Given these predictors, the multivariate general linear model for the bivariate MPG response is

`$\left[\begin{array}{cc}{y}_{11}& {y}_{12}\\ {y}_{21}& {y}_{22}\\ ⋮& ⋮\\ {y}_{n1}& {y}_{n2}\end{array}\right]=\left[\begin{array}{cccc}1& {x}_{11}& {x}_{12}& {x}_{13}\\ 1& {x}_{21}& {x}_{22}& {x}_{23}\\ ⋮& ⋮& ⋮& ⋮\\ 1& {x}_{n1}& {x}_{n2}& {x}_{n3}\end{array}\right]\left[\begin{array}{cc}{\beta }_{01}& {\beta }_{02}\\ {\beta }_{11}& {\beta }_{12}\\ {\beta }_{21}& {\beta }_{22}\\ {\beta }_{31}& {\beta }_{32}\end{array}\right]+\left[\begin{array}{cc}{ϵ}_{11}& {ϵ}_{12}\\ {ϵ}_{21}& {ϵ}_{22}\\ ⋮& ⋮\\ {ϵ}_{n1}& {ϵ}_{n2}\end{array}\right],$`

where ${ϵ}_{i}={\left({ϵ}_{i1},{ϵ}_{i2}\right)}^{\prime }-MVN\left(0,\Sigma \right)$. There are $K=8$ regression coefficients in total.

Create a length $n=205$ cell array of 2-by-8 (d-by-K) matrices for use with `mvregress`. The `i`th matrix in the cell array is

`$X\left(i\right)=\left[\begin{array}{cccccccc}1& 0& {x}_{i1}& 0& {x}_{i2}& 0& {x}_{i3}& 0\\ 0& 1& 0& {x}_{i1}& 0& {x}_{i2}& 0& {x}_{i3}\end{array}\right].$`

```Xcell = cell(1,n); for i = 1:n Xcell{i} = [kron([Xmat(i,:)],eye(d))]; end```

Given this specification of the design matrices, the corresponding parameter vector is

`$\beta =\left[\begin{array}{c}{\beta }_{01}\\ {\beta }_{02}\\ {\beta }_{11}\\ {\beta }_{12}\\ {\beta }_{21}\\ {\beta }_{22}\\ {\beta }_{31}\\ {\beta }_{32}\end{array}\right].$`

### Estimate regression coefficients.

Fit the model using maximum likelihood estimation.

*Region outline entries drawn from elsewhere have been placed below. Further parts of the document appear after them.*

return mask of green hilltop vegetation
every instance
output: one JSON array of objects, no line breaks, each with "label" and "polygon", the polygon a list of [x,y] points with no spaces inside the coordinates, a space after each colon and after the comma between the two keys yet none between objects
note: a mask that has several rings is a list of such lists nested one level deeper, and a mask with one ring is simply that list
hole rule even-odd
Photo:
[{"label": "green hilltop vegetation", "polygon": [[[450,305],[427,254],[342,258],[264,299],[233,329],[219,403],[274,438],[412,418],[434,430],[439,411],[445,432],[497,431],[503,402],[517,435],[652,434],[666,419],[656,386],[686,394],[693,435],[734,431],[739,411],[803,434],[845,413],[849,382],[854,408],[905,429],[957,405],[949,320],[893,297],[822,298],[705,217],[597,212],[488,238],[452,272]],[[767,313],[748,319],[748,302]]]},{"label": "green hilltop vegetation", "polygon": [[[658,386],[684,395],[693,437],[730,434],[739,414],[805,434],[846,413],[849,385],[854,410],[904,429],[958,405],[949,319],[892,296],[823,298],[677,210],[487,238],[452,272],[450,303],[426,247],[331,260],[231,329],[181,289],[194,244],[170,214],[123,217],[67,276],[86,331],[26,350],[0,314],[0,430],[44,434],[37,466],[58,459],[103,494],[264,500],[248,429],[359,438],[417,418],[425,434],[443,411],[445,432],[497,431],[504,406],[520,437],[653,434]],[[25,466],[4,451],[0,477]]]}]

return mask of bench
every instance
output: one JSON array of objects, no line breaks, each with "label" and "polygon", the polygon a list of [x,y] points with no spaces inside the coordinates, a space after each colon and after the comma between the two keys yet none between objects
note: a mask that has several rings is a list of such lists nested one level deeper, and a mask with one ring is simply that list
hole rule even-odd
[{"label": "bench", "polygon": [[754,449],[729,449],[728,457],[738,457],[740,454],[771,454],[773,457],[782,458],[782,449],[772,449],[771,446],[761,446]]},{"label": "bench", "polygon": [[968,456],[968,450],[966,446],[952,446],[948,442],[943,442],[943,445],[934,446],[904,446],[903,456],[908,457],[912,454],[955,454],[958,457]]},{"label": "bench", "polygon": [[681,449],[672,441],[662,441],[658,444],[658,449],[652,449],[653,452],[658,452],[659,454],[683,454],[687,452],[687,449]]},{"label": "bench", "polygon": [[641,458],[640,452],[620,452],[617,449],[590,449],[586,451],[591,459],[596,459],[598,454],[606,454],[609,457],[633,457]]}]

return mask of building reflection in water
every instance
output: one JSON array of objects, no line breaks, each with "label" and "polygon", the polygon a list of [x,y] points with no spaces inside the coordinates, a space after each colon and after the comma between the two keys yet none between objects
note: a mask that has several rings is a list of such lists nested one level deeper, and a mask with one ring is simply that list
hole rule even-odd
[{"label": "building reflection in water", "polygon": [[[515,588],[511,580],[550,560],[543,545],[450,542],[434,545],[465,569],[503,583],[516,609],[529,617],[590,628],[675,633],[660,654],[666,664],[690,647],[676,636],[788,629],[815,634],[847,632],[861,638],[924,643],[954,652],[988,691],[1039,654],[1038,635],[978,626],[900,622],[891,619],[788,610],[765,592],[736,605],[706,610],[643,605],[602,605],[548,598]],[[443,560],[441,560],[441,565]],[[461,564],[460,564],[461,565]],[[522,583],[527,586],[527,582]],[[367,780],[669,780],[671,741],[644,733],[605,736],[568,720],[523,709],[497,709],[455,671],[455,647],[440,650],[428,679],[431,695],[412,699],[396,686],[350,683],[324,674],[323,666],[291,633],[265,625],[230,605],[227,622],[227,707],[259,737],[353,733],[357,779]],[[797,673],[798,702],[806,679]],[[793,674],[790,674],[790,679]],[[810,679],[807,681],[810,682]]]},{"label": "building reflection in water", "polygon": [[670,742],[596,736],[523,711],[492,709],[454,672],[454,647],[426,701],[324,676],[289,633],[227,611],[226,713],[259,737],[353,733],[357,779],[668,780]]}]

```[beta,sigma,E,V] = mvregress(Xcell,Y); beta```
```beta = 8×1 33.5476 38.5720 0.9723 0.3950 -6.3064 -6.3584 -9.2284 -8.6663 ```

These coefficient estimates show:

• The expected city and highway MPG for cars of average wheel base, curb weight, and fuel type 11 are `33.5` and `38.6`, respectively. For fuel type 20, the expected city and highway MPG are `33.5476 - 9.2284 = 24.3192` and `38.5720 - 8.6663 = 29.9057`.

• An increase of one standard deviation in curb weight has almost the same effect on expected city and highway MPG. Given all else is equal, the expected MPG decreases by about `6.3` with each one standard deviation increase in curb weight, for both city and highway MPG.

• For each one standard deviation increase in wheel base, the expected city MPG increases `0.972`, while the expected highway MPG increases by only `0.395`, given all else is equal.

### Compute standard errors.

The standard errors for the regression coefficients are the square root of the diagonal of the variance-covariance matrix, `V`.

`se = sqrt(diag(V))`
```se = 8×1 0.7365 0.7599 0.3589 0.3702 0.3497 0.3608 0.7790 0.8037 ```

### Reshape coefficient matrix.

You can easily reshape the regression coefficients into the original 4-by-2 matrix.

`B = reshape(beta,2,4)'`
```B = 4×2 33.5476 38.5720 0.9723 0.3950 -6.3064 -6.3584 -9.2284 -8.6663 ```

### Check model assumptions.

Under the model assumptions, $z=E{\Sigma }^{-1/2}$ should be independent, with a bivariate standard normal distribution. In this 2-D case, you can assess the validity of this assumption using a scatter plot.

```z = E/chol(sigma); figure() plot(z(:,1),z(:,2),'.') title('Standardized Residuals') hold on % Overlay standard normal contours z1 = linspace(-5,5); z2 = linspace(-5,5); [zx,zy] = meshgrid(z1,z2); zgrid = [reshape(zx,100^2,1),reshape(zy,100^2,1)]; zn = reshape(mvnpdf(zgrid),100,100); [c,h] = contour(zx,zy,zn); clabel(c,h)``` Several residuals are larger than expected, but overall, there is little evidence against the multivariate normality assumption.